Persian-language newspaper

Kayhan London is a Persian-language Iranian online media outlet based in London. Kayhan London and its English-language sister publication Kayhan Life focus on Iran and its presence on the international scene. Their news reports, articles, interviews, and opinion pieces cover Iran's politics, economy, society, environment and culture, nationally and internationally, and spotlight prominent figures of the large Iranian diaspora across the world.

Kayhan newspaper was founded in 1942 in Tehran by Mostafa Mesbahzadeh. By 1970's Kayhan had become the largest press group in the Middle East, with numerous publications and magazines. Mesbahzadeh revived the original newspaper four years after the 1979 Islamic revolution in London, under the label Kayhan (of) London. The paper turned digital in 2013. Kayhan Life was launched in 2019.
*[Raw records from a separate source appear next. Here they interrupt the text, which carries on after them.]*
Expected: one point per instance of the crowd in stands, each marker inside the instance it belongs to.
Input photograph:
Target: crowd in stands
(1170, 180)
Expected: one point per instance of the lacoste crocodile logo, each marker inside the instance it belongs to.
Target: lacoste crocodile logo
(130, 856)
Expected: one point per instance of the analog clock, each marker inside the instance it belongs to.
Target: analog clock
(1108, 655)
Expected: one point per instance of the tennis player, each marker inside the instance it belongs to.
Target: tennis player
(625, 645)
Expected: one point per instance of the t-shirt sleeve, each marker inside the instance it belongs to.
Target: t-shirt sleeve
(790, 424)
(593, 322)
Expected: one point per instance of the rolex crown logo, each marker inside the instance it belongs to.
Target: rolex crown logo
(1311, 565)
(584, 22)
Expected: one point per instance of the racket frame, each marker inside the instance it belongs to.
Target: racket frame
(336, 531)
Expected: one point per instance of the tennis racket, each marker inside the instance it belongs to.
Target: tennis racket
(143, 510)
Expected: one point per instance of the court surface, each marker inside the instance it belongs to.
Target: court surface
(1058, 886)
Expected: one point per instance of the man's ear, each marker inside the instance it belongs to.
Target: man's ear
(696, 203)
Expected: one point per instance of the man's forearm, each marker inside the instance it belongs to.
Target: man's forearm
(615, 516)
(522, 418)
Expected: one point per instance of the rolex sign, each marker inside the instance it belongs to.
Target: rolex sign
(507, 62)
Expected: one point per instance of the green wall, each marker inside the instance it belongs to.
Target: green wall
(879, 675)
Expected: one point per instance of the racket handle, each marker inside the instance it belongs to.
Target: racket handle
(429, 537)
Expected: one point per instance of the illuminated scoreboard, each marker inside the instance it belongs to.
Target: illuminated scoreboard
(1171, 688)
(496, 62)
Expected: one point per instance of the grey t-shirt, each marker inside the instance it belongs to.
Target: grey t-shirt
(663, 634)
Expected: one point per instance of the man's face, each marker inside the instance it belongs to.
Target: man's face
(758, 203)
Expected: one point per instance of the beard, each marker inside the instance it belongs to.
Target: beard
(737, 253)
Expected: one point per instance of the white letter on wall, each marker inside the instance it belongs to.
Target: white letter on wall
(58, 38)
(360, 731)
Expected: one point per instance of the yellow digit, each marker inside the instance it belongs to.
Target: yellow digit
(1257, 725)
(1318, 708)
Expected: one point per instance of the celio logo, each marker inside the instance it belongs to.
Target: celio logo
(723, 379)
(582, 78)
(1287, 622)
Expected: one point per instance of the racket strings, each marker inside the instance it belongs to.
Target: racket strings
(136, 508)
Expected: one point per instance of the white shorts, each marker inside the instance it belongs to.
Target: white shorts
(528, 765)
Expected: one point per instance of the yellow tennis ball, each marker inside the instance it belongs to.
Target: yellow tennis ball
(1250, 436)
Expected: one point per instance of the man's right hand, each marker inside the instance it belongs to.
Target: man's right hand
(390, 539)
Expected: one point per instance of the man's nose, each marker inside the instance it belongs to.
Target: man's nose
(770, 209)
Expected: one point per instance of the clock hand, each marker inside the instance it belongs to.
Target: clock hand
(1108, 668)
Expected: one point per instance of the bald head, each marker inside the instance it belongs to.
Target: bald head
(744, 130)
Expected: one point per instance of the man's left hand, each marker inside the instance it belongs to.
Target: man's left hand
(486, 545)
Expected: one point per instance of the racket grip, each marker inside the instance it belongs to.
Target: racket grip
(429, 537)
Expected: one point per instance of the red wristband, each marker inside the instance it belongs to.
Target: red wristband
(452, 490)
Kayhan London and Kayhan Life are privately owned, secular, with no political affiliation.

Kayhan London's liberal news reporting is considered anti-government by the Islamic Republic of Iran.

== History ==
The first issue of Kayhan London was published on 12 June 1983. It was available in a weekly paper format until 30 August 2013, when the newspaper ceased publication. An online version of the newspaper was launched in March 2015.

In 2020, Kayhan London, alongside several other newsmedia, was the subject of harassment by the Iranian Islamic government; according to Radio Free Europe, the purpose of the harassment was to "silence the only independent news sources for many Iranians".